A Huge Rivian Hands Free Driving Update Is Coming to Canada

rivian hands free

Electric vehicle maker Rivian has detailed a major update to its driver assistance system, bringing expanded hands free driving and new automation features to its lineup.

The company shared the changes during its Autonomy and AI Day event today, which is now available to watch online in replay.

The biggest addition is Universal Hands Free, a system that lets drivers operate hands free on more than 5.5 million kilometres of compatible roads across the US and Canada. As long as lane markings are visible, the vehicle can steer on its own. Rivian says the system also supports momentary manual adjustments through “Co steer,” letting drivers fine tune their lane position without disabling the feature.

Youtube video

Rivian is also introducing Lane Change on Command, which will automatically perform lane changes on divided highways when the turn signal is activated. Owners can also set “Drive Styles,” which adjust acceleration, following distance and overall behaviour based on mild, medium or spicy settings.

The company says its vehicles use 10 HDR cameras and multiple radar sensors to detect objects at long range and maintain full 360 degree awareness. Rivian claims the onboard computing system can process 200 trillion operations per second, with each drive feeding into its machine learning model to improve performance over time.

New autonomy features will be bundled under a subscription called Autonomy+, arriving in February 2026. Pricing is set at $69.99 CAD per month or a one time option of $3,500 CAD, with a 60 day trial included for new deliveries. The subscription will also add automatic parking and full highway guidance, from on ramp to off ramp, later in 2026.

Rival hands free car.

In comparison, Tesla’s Full Self-Driving (FSD) capability is priced at $99 CAD per month or a one time payment of $11,000 CAD. Tesla’s system relies only on cameras and its AI neural net, that keeps getting trained from its huge customer fleet.

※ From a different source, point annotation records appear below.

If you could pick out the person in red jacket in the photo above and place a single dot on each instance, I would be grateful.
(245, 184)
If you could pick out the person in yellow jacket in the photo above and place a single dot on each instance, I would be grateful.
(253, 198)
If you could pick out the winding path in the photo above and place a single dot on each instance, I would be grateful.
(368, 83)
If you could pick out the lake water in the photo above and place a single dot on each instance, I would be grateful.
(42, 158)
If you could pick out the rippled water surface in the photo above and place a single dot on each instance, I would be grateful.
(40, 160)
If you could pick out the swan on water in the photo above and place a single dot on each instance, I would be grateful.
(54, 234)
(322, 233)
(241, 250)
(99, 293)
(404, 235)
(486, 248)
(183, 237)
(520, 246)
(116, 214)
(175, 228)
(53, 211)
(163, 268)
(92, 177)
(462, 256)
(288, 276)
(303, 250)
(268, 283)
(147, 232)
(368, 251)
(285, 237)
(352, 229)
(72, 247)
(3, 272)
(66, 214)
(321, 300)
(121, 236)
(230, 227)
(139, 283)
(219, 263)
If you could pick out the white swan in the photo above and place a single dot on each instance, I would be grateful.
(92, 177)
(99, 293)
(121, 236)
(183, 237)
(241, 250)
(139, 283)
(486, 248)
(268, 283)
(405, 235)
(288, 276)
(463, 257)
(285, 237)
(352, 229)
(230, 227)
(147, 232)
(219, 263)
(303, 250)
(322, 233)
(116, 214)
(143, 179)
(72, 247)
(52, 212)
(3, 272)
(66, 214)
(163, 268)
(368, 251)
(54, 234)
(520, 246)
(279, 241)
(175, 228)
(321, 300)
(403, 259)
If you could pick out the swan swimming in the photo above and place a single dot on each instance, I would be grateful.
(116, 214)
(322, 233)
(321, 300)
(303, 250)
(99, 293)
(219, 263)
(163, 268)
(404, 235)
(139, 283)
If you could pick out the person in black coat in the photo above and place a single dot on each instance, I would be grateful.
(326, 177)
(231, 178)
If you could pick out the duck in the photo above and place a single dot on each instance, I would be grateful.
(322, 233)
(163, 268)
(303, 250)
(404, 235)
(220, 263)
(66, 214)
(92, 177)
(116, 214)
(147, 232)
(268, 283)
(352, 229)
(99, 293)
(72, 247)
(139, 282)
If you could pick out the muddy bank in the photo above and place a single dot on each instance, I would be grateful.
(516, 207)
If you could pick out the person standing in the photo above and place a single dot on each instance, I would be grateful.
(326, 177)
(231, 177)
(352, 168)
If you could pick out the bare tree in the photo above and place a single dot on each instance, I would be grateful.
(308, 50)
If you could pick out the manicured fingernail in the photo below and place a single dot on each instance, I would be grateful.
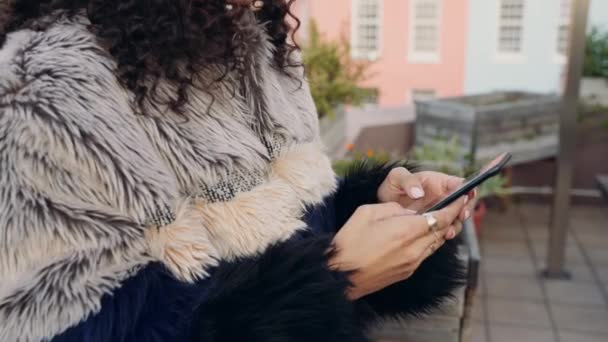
(409, 212)
(416, 192)
(451, 234)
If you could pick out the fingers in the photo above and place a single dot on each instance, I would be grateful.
(446, 216)
(383, 211)
(427, 245)
(451, 183)
(454, 230)
(412, 185)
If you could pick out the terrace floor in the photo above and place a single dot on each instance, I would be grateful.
(516, 304)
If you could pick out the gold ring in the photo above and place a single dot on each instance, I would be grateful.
(431, 221)
(437, 237)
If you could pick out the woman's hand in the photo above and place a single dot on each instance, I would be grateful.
(421, 190)
(385, 243)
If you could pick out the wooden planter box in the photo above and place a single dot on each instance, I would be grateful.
(525, 124)
(333, 132)
(453, 322)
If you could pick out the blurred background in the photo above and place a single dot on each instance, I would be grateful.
(451, 83)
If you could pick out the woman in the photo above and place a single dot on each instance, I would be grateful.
(163, 180)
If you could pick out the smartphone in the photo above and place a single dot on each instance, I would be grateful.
(488, 171)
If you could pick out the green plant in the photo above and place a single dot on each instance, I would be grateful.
(340, 166)
(333, 76)
(596, 54)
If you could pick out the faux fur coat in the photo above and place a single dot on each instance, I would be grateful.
(117, 225)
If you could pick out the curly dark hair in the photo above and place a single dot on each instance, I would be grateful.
(170, 39)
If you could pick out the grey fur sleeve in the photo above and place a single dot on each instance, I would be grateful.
(74, 199)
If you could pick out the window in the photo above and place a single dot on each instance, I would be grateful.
(563, 28)
(420, 95)
(366, 28)
(424, 30)
(511, 26)
(372, 97)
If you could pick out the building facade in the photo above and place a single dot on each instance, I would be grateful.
(436, 48)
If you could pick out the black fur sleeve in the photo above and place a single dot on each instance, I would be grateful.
(286, 294)
(433, 282)
(359, 185)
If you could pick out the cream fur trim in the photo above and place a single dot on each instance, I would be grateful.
(183, 246)
(308, 170)
(271, 212)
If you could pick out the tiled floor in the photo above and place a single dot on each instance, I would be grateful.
(515, 303)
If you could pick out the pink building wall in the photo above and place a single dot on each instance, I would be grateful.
(392, 73)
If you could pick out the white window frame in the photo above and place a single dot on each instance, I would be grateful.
(506, 56)
(424, 57)
(563, 20)
(413, 90)
(372, 55)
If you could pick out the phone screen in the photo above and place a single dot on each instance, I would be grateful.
(488, 171)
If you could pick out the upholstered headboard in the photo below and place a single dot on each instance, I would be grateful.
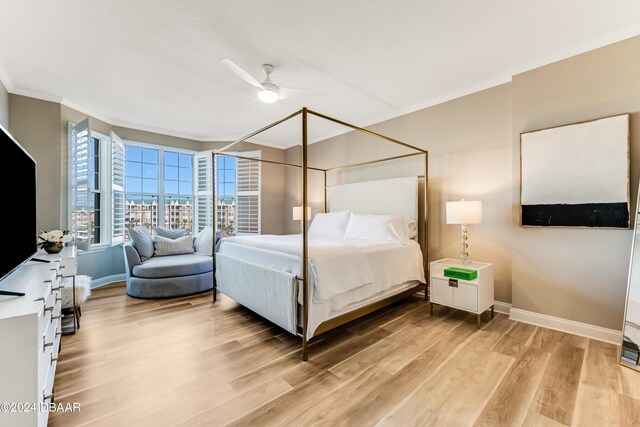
(396, 196)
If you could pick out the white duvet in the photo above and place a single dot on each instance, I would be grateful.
(337, 265)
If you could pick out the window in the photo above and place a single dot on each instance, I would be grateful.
(238, 194)
(158, 188)
(226, 194)
(178, 189)
(141, 186)
(86, 201)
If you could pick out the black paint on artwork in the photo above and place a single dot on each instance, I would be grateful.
(614, 215)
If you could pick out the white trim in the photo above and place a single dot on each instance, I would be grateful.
(611, 336)
(502, 307)
(103, 281)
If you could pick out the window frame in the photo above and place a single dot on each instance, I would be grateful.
(104, 191)
(161, 193)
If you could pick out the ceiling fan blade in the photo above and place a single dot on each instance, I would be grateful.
(291, 92)
(241, 73)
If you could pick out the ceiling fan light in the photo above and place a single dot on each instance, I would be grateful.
(268, 96)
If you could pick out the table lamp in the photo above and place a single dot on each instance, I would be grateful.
(464, 212)
(297, 215)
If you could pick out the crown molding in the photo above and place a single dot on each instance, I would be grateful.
(581, 48)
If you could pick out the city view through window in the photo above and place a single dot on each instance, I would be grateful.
(226, 195)
(144, 193)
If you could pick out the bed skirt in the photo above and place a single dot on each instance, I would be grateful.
(268, 292)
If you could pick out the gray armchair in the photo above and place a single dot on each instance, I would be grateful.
(167, 276)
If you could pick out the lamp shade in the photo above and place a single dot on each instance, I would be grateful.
(297, 213)
(464, 212)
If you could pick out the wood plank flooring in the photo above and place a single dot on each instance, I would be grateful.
(188, 362)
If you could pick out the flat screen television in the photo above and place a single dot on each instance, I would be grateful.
(18, 183)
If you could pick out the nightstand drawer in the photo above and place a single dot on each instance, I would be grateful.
(441, 292)
(466, 297)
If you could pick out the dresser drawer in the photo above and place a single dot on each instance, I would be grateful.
(68, 266)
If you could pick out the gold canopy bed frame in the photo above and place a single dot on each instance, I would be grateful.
(342, 319)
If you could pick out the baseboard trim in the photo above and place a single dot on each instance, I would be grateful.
(103, 281)
(564, 325)
(502, 307)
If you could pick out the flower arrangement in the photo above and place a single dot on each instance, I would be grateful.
(53, 241)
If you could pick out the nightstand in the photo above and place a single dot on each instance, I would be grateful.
(474, 296)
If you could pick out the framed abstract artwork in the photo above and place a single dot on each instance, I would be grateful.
(576, 175)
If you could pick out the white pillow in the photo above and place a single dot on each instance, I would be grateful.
(164, 246)
(331, 224)
(411, 227)
(204, 242)
(383, 228)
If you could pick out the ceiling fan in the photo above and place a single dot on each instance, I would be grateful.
(269, 92)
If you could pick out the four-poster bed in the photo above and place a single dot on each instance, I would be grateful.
(267, 274)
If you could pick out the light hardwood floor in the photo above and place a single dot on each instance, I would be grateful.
(189, 362)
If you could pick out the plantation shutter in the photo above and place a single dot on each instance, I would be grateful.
(204, 187)
(248, 194)
(81, 154)
(117, 190)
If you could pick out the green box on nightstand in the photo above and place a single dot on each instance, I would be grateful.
(460, 273)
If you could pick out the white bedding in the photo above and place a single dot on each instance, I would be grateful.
(333, 263)
(337, 266)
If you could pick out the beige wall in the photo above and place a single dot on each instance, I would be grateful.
(4, 106)
(474, 145)
(469, 143)
(576, 274)
(36, 125)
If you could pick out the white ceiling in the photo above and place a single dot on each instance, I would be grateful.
(153, 64)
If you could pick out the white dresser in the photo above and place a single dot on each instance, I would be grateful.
(475, 296)
(30, 330)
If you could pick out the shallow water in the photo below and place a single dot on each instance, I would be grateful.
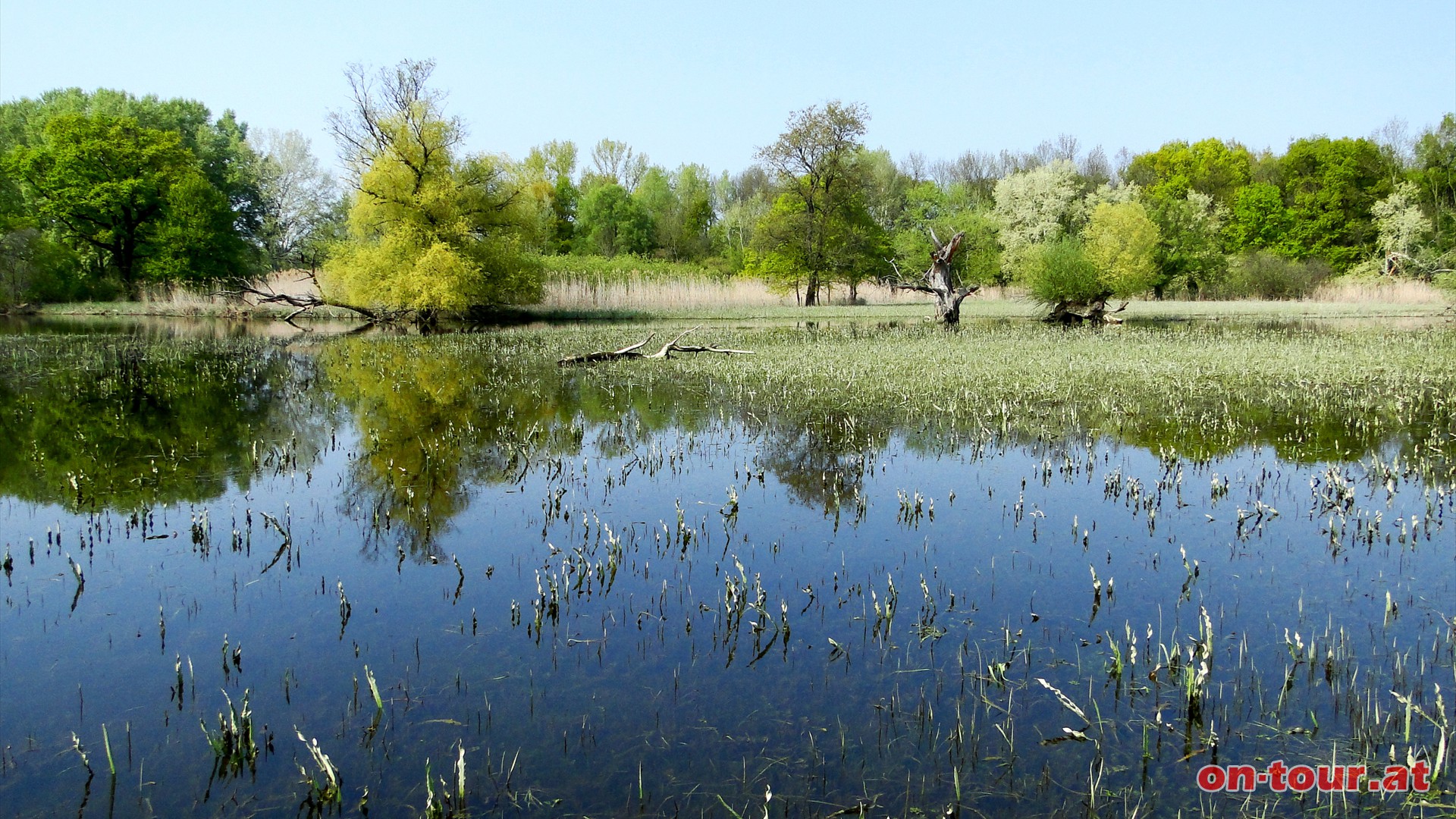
(629, 595)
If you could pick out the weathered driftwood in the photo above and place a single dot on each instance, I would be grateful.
(1090, 312)
(305, 302)
(634, 352)
(940, 281)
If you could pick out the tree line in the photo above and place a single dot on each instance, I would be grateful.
(104, 193)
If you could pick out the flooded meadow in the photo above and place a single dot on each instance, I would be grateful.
(874, 569)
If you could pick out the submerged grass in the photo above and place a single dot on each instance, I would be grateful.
(772, 651)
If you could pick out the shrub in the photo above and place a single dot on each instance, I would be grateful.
(1267, 276)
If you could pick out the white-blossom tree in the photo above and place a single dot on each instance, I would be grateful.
(1038, 206)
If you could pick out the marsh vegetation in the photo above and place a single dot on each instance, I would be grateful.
(400, 575)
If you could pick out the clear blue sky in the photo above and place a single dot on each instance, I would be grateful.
(688, 82)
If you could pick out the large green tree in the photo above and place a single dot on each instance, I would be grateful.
(612, 222)
(428, 231)
(204, 229)
(1329, 187)
(816, 222)
(1210, 167)
(133, 196)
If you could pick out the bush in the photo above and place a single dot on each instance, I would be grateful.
(1060, 271)
(1446, 281)
(1266, 276)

Tesla abandoned radar (May 2021) and lidar for a vision-only autonomous driving system because, as Elon Musk stated, “Vision became so good that radar actually reduced SNR” and adding lidar or radar “reduce[s] safety due to sensor contention” when sensors disagree with cameras. He has consistently argued that “humans drive with eyes & biological neural nets, so makes sense that cameras & silicon neural nets are only way to achieve generalized solution to self-driving,” calling lidar an expensive crutch that fails in rain, snow, or dust while high-resolution radar still “just can’t compare to passive optical.”

Rivian says its Core driver assistance features will remain included at no extra cost. This covers lane keeping, lane departure warnings, adaptive cruise control, lane change assist on supported highways, automatic high beams, blind spot warnings, collision warnings, automatic emergency braking and other safety systems.

In a demo of the Rivian Universal Hands Free, the system tried to run a red light, according to Gjeebs:

Youtube video

Currently, the Rivian R1S starts at $139,990 CAD and R1T from $132,990 CAD. The cheaper R2 SUV is coming in 2026 priced from $66,500 CAD.